Bitcoin (BTC) gets “less risky the higher it goes,” value investor Bill Miller said on CNBC’s “The Exchange” program.
What Happened: Miller confirmed he was as excited about Bitcoin at its all-time high $41,000 levels as he was when the apex cryptocurrency was trading just under $15,000 in early November.
The co-founder and chairman of Miller Value Partners told CNBC’s Kelly Evans Saturday that Bitcoin is the opposite of most stocks since it gets less risky as it goes higher because “Bitcoin is so early in the adoption cycle.”
“Even though [the Office of the Comptroller of the Currency] will allow all the big banks and investment banks to custody or to buy and sell bitcoin, you can’t do that with any of them,” said Miller.
Bitcoin is a “supply and demand story,” as per the famed investor. Miller said 900 bitcoins are created every day but it is estimated that the customers of Paypal Holdings Inc PYPL and Square Inc SQ are buying all of them.
Why It Matters: Miller highlighted the Fed’s decision to pin interest rates to 0% for the foreseeable future and said that the inflation rate of 2% is a reason enough for institutions and individuals to keep 1-2% of their savings in Bitcoin.
The investor pointed to Square, MicroStrategy Inc MSTR, and Massachusetts Mutual Life Insurance Company as examples of companies that have made such a move.
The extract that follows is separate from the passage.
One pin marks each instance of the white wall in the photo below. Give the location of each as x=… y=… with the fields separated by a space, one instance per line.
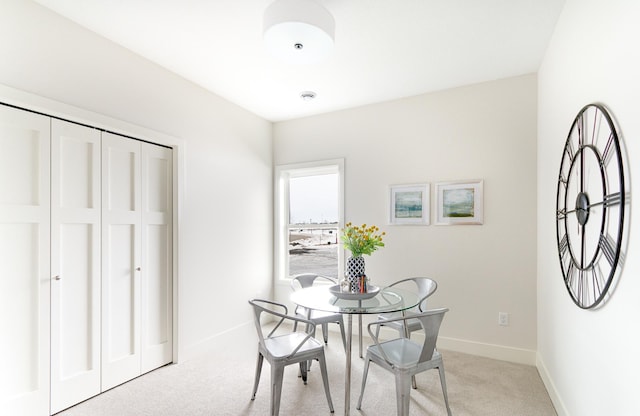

See Also: Veteran Insurer MassMutual Buys $100M Worth Bitcoin
“You cannot cut the head of the snake here, it’s decentralized,” remarked Miller on being questioned on the regulatory risks surrounding Bitcoin.
Price Action: Bitcoin traded 14.17% lower at $34,905.43 at press time. On Friday, Grayscale Bitcoin Trust GBTC closed 1.22% lower at $44.42.